I may not bring 400 hundred years of slavery and oppression to Lincoln--I'm not that old. But I do bring two films worth of acid reflux to this latest attempt by le Spielberg to deal with the Negro question. So, in addition to *SPOILING THE PLOT* of Lincoln, I fear this post may also spoil the cheering over the national reunification the film wants to praise and call forth again.
My first disappointment with Spielberg's colored people was in The Color Purple. To keep this part brief, suffice it to say that I don't mind films differing from books. I do mind when they veer from the womanist politics of the novel by having the one female character who is independent of the story's violent men turn 180 degrees for no reason to cry out "Papa, I'se married!" That's not a difference; that's a violation of the whole spirit of the enterprise.

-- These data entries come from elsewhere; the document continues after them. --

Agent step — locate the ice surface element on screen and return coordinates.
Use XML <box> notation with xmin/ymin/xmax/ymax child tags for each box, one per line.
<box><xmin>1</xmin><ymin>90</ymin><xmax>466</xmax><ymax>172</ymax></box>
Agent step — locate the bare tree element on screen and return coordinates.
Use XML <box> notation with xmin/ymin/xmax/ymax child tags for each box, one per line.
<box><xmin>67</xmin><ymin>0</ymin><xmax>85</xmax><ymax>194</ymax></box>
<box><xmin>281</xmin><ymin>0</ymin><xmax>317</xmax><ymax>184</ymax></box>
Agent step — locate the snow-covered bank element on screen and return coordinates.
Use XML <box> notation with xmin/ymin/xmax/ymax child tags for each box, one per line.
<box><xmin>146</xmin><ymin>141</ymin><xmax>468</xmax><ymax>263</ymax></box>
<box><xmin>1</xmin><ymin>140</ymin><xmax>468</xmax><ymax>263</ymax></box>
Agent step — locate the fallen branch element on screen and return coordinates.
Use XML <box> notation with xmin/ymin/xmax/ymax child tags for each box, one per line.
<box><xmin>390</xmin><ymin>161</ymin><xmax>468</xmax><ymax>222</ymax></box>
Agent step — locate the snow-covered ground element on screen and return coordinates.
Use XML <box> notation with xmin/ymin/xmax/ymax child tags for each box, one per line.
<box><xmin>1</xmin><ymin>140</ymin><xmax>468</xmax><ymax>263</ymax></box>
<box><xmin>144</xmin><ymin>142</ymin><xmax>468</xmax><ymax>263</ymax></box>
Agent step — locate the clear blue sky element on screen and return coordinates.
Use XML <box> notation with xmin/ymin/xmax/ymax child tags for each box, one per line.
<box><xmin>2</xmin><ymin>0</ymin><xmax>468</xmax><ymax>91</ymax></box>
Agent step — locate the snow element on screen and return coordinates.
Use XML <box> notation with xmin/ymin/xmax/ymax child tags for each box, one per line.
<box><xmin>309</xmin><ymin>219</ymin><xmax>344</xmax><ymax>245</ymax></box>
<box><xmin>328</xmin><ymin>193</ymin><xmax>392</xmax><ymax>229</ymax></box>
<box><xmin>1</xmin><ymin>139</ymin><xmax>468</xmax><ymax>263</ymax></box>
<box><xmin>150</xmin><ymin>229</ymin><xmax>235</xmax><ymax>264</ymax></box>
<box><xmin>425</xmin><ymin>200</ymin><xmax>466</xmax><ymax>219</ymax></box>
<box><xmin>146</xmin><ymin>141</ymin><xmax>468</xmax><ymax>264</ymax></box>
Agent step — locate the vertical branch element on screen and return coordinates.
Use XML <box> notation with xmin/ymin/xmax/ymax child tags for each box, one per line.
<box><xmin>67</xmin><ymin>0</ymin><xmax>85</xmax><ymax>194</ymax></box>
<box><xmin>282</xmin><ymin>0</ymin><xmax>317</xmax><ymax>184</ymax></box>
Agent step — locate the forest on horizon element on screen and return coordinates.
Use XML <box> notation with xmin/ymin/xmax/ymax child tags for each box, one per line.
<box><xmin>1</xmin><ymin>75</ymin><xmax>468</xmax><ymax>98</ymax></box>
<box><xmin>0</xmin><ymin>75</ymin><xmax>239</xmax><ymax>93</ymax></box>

More recently, in the days of Amistad, Speilberg said (on Oprah, with Debbie Allen near him for backup) that he wanted to create a story so that his adopted black children could be proud of their country. I kept thinking that there is another option: help create a country your adopted black children can be proud of. In any case, this desire to exculpate the nation led him to the absolutely false courtroom climax in which John Quincy Adams wins the freedom of the Amistad mutineers through an impassioned Abolitionist speech when, in fact, JQA argued that, as they revolted at sea and were not yet the property of a slaveholder in the Americas, they should be free to return home. JQA was an unlikely hero for a story of the triumph of colorblindness anyway, he who withheld his sympathy from Desdemona in a review of Othello, because he believed that nature would always punish such outrages as sex across the color line.
So I come to Lincoln not primed to be pleased.